Antharavally B S, Poyner R R, Zhang Y, Roberts G P, Ludden P W
Department of Biochemistry, University of Wisconsin, Madison, Wisconsin 53706, USA.
J Bacteriol. 2001 Oct;183(19):5743-6. doi: 10.1128/JB.183.19.5743-5746.2001.
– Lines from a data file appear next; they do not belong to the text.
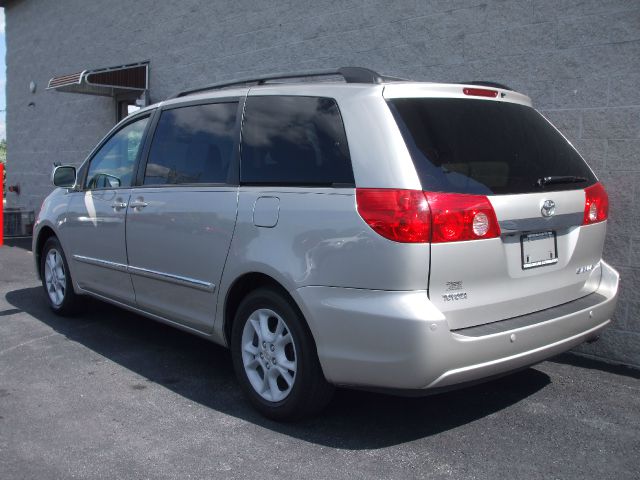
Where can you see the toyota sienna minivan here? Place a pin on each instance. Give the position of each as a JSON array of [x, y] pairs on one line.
[[339, 229]]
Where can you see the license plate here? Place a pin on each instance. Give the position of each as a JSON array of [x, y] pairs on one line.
[[539, 249]]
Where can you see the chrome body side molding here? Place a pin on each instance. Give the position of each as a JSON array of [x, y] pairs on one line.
[[143, 272]]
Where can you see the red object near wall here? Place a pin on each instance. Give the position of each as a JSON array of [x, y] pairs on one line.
[[1, 204]]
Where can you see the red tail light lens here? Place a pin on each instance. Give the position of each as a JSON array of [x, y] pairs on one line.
[[412, 216], [457, 217], [399, 215], [596, 204]]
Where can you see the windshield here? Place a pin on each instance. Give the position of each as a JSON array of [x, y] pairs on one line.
[[486, 147]]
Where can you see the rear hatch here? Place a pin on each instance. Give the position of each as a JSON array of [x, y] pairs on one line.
[[490, 144]]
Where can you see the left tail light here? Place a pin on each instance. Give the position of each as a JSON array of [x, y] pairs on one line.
[[412, 216]]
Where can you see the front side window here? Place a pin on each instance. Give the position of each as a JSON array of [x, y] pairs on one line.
[[298, 141], [113, 165], [193, 145]]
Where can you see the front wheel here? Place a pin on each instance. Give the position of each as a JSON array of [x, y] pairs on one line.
[[275, 358], [56, 279]]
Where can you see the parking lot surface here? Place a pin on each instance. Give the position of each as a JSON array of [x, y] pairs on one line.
[[110, 394]]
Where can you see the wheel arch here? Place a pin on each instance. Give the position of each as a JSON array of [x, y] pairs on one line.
[[45, 233]]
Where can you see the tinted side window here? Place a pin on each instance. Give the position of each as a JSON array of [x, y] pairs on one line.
[[192, 145], [112, 166], [290, 140]]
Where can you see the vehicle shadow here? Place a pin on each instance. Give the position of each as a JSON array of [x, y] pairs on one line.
[[202, 372]]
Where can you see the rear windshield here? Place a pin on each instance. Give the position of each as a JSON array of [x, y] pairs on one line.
[[486, 147]]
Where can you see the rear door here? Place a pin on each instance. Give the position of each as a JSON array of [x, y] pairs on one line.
[[534, 180], [181, 216]]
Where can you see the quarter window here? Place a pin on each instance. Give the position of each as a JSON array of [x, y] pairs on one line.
[[112, 166], [192, 145], [288, 140]]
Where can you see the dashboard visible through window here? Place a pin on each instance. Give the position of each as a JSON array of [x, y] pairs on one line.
[[112, 166]]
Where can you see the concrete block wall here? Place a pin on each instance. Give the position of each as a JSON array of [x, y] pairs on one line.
[[579, 60]]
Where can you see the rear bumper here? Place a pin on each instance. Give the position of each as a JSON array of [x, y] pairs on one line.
[[399, 340]]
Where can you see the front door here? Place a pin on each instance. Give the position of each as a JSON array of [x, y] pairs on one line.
[[95, 224], [181, 219]]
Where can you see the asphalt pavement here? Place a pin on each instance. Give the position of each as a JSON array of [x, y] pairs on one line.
[[110, 394]]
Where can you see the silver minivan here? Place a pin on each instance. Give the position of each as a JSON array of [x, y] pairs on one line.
[[339, 229]]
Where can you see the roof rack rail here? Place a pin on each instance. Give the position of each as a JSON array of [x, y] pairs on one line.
[[482, 83], [350, 75]]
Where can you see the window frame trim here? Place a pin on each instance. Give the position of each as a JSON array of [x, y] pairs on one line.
[[234, 165]]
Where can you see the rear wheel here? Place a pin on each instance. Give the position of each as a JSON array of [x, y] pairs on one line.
[[275, 358], [56, 279]]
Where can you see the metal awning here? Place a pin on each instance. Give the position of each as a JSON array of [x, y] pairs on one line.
[[109, 81]]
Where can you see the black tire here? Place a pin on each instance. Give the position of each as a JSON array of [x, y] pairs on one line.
[[71, 303], [310, 392]]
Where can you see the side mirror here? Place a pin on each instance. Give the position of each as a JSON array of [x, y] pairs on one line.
[[64, 176]]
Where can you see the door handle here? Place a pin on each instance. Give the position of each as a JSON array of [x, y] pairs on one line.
[[138, 204]]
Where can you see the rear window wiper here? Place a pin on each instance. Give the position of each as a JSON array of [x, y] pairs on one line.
[[559, 179]]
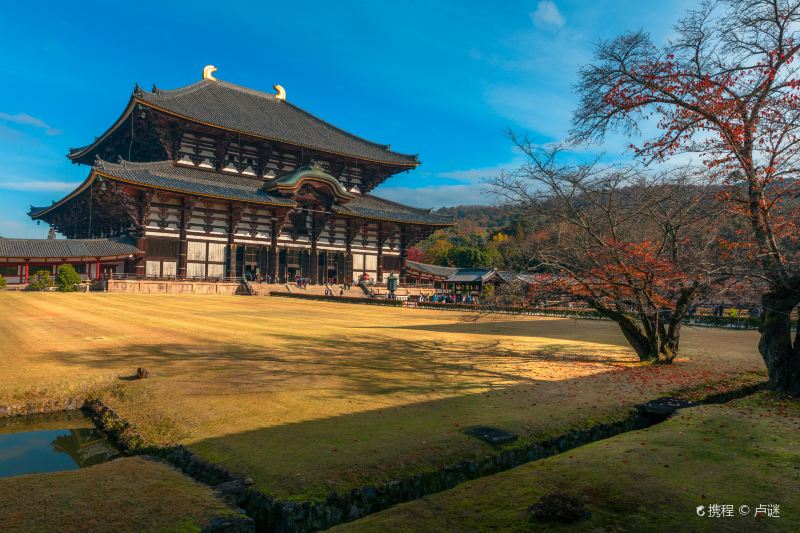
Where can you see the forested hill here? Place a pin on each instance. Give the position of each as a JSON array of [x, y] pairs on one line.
[[475, 241], [482, 218]]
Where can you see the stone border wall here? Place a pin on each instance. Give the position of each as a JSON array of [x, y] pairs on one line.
[[271, 514], [281, 516]]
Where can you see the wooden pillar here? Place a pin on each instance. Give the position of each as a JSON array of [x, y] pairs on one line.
[[350, 235], [285, 269], [183, 243], [235, 215], [403, 252], [313, 260], [141, 238], [141, 261], [381, 241]]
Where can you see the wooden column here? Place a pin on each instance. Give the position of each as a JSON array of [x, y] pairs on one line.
[[381, 242], [274, 254], [316, 230], [285, 270], [234, 217], [145, 198], [183, 243], [348, 255], [403, 252]]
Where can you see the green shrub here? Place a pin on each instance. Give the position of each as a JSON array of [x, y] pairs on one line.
[[40, 281], [67, 279]]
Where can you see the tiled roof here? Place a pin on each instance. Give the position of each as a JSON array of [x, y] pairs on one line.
[[89, 248], [434, 270], [239, 109], [472, 275], [170, 176], [369, 206], [175, 177]]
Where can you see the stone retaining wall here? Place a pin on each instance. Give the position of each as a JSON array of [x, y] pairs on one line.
[[171, 287], [42, 406]]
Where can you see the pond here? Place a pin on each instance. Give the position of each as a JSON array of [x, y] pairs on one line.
[[50, 443]]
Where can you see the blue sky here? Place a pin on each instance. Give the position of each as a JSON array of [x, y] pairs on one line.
[[442, 79]]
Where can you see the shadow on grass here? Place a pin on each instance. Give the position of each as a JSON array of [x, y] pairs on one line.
[[349, 366], [602, 332], [412, 400]]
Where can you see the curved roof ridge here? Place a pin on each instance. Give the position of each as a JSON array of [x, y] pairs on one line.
[[179, 91]]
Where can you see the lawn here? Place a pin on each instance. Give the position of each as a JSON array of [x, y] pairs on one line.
[[310, 397], [132, 494], [746, 452]]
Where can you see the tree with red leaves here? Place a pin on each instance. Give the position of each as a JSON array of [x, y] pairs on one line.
[[728, 88], [639, 247]]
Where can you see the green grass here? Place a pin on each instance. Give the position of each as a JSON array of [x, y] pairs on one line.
[[746, 452], [131, 494], [312, 397]]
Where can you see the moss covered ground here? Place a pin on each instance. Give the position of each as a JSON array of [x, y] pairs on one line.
[[746, 452], [312, 397], [130, 494]]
Site-directed mutagenesis of the draG gene was used to generate altered forms of dinitrogenase reductase-activating glycohydrolase (DRAG) with D123A, H142L, H158N, D243G, and E279R substitutions. The amino acid residues H142 and E279 are not required either for the coordination to the metal center or for catalysis since the variants H142L and E279R retained both catalytic and electron paramagnetic resonance spectral properties similar to those of the wild-type enzyme. Since DRAG-H158N and DRAG-D243G variants lost their ability to bind Mn(II) and to catalyze the hydrolysis of the substrate, H158 and D243 residues could be involved in the coordination of the binuclear Mn(II) center in DRAG.
采用定点诱变draG基因的方法,生成了具有D123A、H142L、H158N、D243G和E279R替换的二氮还原酶激活糖水解酶(DRAG)的变体形式。氨基酸残基H142和E279对于与金属中心的配位或催化作用并非必需,因为变体H142L和E279R保留了与野生型酶相似的催化和电子顺磁共振光谱特性。由于DRAG-H158N和DRAG-D243G变体失去了结合Mn(II)和催化底物水解的能力,H158和D243残基可能参与了DRAG中双核Mn(II)中心的配位。